Haskell vs OCaml

haskell

Published on December 6, 2019, last updated December 11, 2019

This is a comparison between the two languages by someone who has written code professionally in both. That said, I’m much more familiar with Haskell than with OCaml, so if you think there is a mistake in the text, let me know.

Background and users

Haskell is a niche, rarely used language. The situation is changing, but make no mistake, it is very far away from the mainstream languages such as Python, JavaScript, or Java. The users of Haskell are banks, payment systems, companies related to the crypto-currency business, big corporations, and others. It is usually used because there are engineers who like Haskell and who have enough influence to promote it for solving actual business problems. Sometimes there are CEOs who believe that Haskell will give them an edge (visionaries).
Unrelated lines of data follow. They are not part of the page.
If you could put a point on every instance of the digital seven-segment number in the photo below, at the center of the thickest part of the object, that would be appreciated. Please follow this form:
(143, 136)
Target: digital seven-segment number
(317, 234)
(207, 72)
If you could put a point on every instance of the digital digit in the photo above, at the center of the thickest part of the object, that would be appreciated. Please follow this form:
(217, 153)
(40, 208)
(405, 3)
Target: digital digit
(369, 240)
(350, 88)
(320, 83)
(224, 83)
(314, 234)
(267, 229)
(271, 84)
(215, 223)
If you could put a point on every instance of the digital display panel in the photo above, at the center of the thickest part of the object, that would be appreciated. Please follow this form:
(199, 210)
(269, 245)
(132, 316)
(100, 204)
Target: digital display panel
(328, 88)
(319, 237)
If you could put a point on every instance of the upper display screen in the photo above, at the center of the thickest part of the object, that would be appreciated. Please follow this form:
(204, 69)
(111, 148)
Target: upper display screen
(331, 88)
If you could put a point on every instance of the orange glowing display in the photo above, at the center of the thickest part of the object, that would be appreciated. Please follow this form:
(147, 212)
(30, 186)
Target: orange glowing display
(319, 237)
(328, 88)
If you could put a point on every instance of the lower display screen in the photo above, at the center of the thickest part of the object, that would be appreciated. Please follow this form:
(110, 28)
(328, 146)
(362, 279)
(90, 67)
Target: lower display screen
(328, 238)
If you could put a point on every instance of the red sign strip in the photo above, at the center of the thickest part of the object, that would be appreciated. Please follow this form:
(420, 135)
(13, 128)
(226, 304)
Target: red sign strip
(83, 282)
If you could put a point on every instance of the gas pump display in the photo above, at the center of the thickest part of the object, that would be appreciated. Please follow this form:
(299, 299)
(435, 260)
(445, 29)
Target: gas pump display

OCaml is a product of the French academic circles, although its use is expanding and it is now not limited to the academy. It is no coincidence that French research projects like Coq are written in OCaml. Many companies that focus on OCaml ecosystem and tooling are located in France. I know of at least OCamlPRO and Tarides. Who is the consumer of those tooling efforts? The crypto boom gave money to the crypto-currency Tezos which is being developed by several players including a French company called Nomadic Labs. Many people there come from the French academy. Another big player in the OCaml world is Jane Street which is a trading firm in the US. Facebook and Bloomberg also use OCaml, as well as a few other companies.

Libraries and ecosystem

If Haskell is a niche language, then OCaml is a super-niche language. The OCaml community is much smaller. Where Haskell is doing more-or-less fine with libraries, OCaml has significantly less to propose.

There are some nice libraries in OCaml, but in many areas the situation is not perfect. For example, you would expect a modern Unicode-aware string type in your language of choice. While Haskell has Text, OCaml mostly uses its built-in string type, which is simply an array of bytes. There is the uutf library, but it is essentially just byte-by-byte encoder/decoder. Regardless if its technical merits, the story about Unicode in OCaml is incomplete.

When discussing the issue with OCaml programmers, I was told to read how the library works, or to introduce implicit invariants (I’ll validate all my strings on the boundaries of my system), or to define Unicode-aware string type on per-project basis. It is important to understand that all of this is not good enough:

  • To use a Unicode-aware string type one should not need to read a wall of text, unless you need to hack on lower level or to work on the Unicode library itself.

  • To use a Unicode-aware string type one should not need to re-define it every time.

  • The fact that we have a valid Unicode text must be reflected on the type level and the same type must be used by most libraries in the ecosystem. If I have a value of this type, the string inside must be correct Unicode text. It is a basic way to leverage the type system.

  • There should be a vocabulary of operations for that Unicode type.

Another annoying fact is that for OCaml there is no place where to lookup library documentation online. You have to build it locally.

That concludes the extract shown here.